Martinez made an art out of announcing federal HUD grant awards in key legislative districts. He once attended a groundbreaking ceremony for a housing project in North Carolina that was funded with a grant from a program whose budget Bush tried to cut by more than $1 billion. Martinez spent the bulk of his final year at HUD unofficially campaigning for a Senate seat in Florida, a state he visited 16 times in 21 months, much of it on the taxpayer dime. Martinez's travel record earned him a reputation among housing activists as the HUD secretary who did no work, which perhaps was fitting for a man who once told an affordable housing group the federal government had no role in providing affordable housing.

Jackson carried on this legacy when he took over at HUD in 2004. He might have remained below the radar had he not given a speech in Dallas in 2006 saying that he'd canceled the contract a HUD contractor who admitted to disliking President Bush. The comments sparked an FBI and federal grand jury investigation that have dogged Jackson the past few years and led to questions about whether HUD improperly awarded a controversial $127 million contract to Jackson's former employer, which still owes him at least $250,000.

But like Martinez before him, Jackson has been most notable for his absence. While people who've lost their homes to foreclosure have begun to set up tent camps—"Bushvilles"—in California and elsewhere, Jackson has been busy with other things, like allegedly hassling local housing authorities to help out his friends. His agency has been a nonentity during the nation's biggest housing crisis in modern history.
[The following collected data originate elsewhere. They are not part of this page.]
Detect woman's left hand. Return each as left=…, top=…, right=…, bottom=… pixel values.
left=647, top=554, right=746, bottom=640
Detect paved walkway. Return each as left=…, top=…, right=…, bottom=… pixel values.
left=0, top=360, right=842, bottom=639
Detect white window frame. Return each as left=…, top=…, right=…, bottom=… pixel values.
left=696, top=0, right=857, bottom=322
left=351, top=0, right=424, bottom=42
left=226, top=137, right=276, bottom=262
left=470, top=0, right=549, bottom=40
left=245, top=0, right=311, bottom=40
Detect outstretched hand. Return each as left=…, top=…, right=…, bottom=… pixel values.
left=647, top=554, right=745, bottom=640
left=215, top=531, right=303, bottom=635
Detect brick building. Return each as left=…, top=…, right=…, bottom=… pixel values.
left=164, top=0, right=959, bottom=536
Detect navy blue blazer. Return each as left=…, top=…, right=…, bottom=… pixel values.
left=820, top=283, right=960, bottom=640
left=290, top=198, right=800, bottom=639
We should have seen it all coming. Late last year, HUD spent $100,000 to have Jackson's portrait painted and installed in the new HUD auditorium. (The rush-job contract also included portraits of the previous four secretaries.) No matter that HUD's budget has plummeted by billions of dollars under the Bush administration, leaving hundreds of thousands of people without housing vouchers and access to affordable housing. Or that Bush's 2009 proposed budget for HUD would eliminate vast swaths of programs that affect everyone from senior citizens to people with AIDS. Jackson's office told the Washington Post that the portrait was in order because the last HUD secretary to have his portrait painted was the late Samuel Pierce. It looks like Jackson may emulate Pierce with more than just a portrait.